Rainbow Runway – the centre’s annual Pride event, which in 2025 drew 300 guests to a ticketed evening fashion show featuring 18 retailers, and 40 artists, raising funds for Cambridge Pride charity – is sitting out 2026 entirely, with a view to returning bigger in 2027.
It’s a conscious decision, and one that reflects a clear-eyed understanding of how audiences relate to recurring events. “There is an element of expectation,” says Julie. “When it’s like, ‘oh, they’ll be doing that again’ – it’s hard to make it new and exciting and inventive every year. By not doing it for a year, it gives people the opportunity to come back and support it more next time.”
Opening doors: retail support that goes the extra mile
The strategic thinking extends well beyond events. When a new retailer joins Grand Arcade, the marketing team is on hand to deliver a comprehensive, multi-channel opening campaign.

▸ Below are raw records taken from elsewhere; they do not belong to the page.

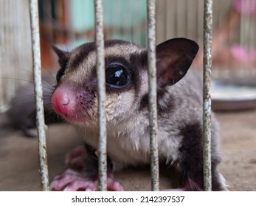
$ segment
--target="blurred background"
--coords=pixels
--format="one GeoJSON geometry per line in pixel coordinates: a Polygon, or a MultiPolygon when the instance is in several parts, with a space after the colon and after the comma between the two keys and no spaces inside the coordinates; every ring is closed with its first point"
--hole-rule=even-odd
{"type": "MultiPolygon", "coordinates": [[[[254,124],[256,118],[256,1],[212,1],[212,107],[215,111],[225,112],[218,113],[218,118],[224,137],[224,154],[227,157],[224,163],[229,166],[226,174],[229,175],[229,181],[233,181],[231,185],[235,185],[234,190],[256,190],[255,183],[252,183],[255,181],[252,181],[255,180],[253,177],[256,177],[256,151],[252,143],[256,142],[254,124]],[[244,148],[248,154],[243,153],[244,148]],[[240,154],[239,157],[232,160],[237,154],[240,154]],[[238,172],[234,171],[235,168],[238,172]],[[249,174],[241,174],[244,170],[249,171],[249,174]],[[240,182],[241,178],[243,180],[240,182]],[[234,181],[238,182],[234,183],[234,181]]],[[[52,45],[70,51],[81,43],[94,41],[94,1],[39,0],[38,2],[43,79],[47,79],[51,75],[55,77],[59,68],[52,45]]],[[[147,46],[146,0],[104,0],[103,6],[105,39],[121,39],[147,46]]],[[[157,43],[177,37],[196,41],[200,50],[193,68],[200,71],[203,69],[203,29],[204,0],[156,0],[157,43]]],[[[49,79],[46,83],[51,83],[46,87],[52,90],[55,82],[52,77],[49,79]]],[[[25,111],[24,107],[32,105],[32,90],[29,0],[0,0],[1,137],[6,134],[4,129],[9,125],[10,118],[6,114],[10,110],[18,108],[11,116],[11,121],[16,120],[15,124],[28,121],[20,116],[24,117],[21,111],[25,111]],[[26,91],[30,92],[26,93],[26,91]],[[13,100],[13,98],[16,99],[13,100]],[[25,100],[29,98],[30,102],[27,102],[25,100]]],[[[49,101],[49,98],[48,96],[45,99],[49,101]]],[[[29,121],[34,121],[35,115],[31,114],[33,111],[25,112],[29,121]]],[[[32,126],[35,127],[35,123],[32,126]]],[[[18,125],[18,128],[20,127],[18,125]]],[[[13,136],[17,134],[8,135],[13,138],[13,146],[16,139],[13,136]]],[[[0,154],[5,157],[4,153],[1,153],[0,149],[0,154]]],[[[4,185],[8,182],[5,182],[4,185]]]]}

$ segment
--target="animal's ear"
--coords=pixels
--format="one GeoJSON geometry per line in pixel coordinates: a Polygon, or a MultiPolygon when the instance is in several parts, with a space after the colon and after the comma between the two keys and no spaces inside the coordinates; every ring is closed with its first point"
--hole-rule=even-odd
{"type": "Polygon", "coordinates": [[[58,55],[59,60],[59,64],[60,67],[65,67],[69,58],[69,53],[67,52],[64,52],[57,48],[55,46],[52,46],[53,51],[58,55]]]}
{"type": "Polygon", "coordinates": [[[168,40],[156,46],[159,88],[172,85],[187,73],[198,51],[198,44],[186,38],[168,40]]]}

The launch of Townhouse Nail Salon illustrates the approach. From the moment the store signed its lease, Grand Arcade was active: running pre-opening Instagram competitions, creating bespoke video content, placing solus newsletters to over 42,000 subscribers, running Meta and Google ad campaigns, and securing an advertorial in local premium title Velvet Magazine. The Townhouse logo featured in the Rainbow Runway pride event campaign months before the store even opened, and the brand had a stand at both Cambridge freshers’ fairs, reaching over 30,000 students.
“We often deliver complete campaigns for retailers opening at Grand Arcade,” says Julie. “We don’t just do something for their opening day; we have the pre-opening campaign, then the opening day itself, and then we make sure that in the months after the opening we continue to shout about them.”
With 12 million annual visitors, a newsletter list of 55,000 subscribers, and a LinkedIn engagement rate of 20%, Grand Arcade’s marketing is clearly performing. But the real measure of success goes beyond numbers: a thriving shopping centre that its community genuinely cares about, anchored by campaigns that reflect the intelligence and curiosity of the city it serves.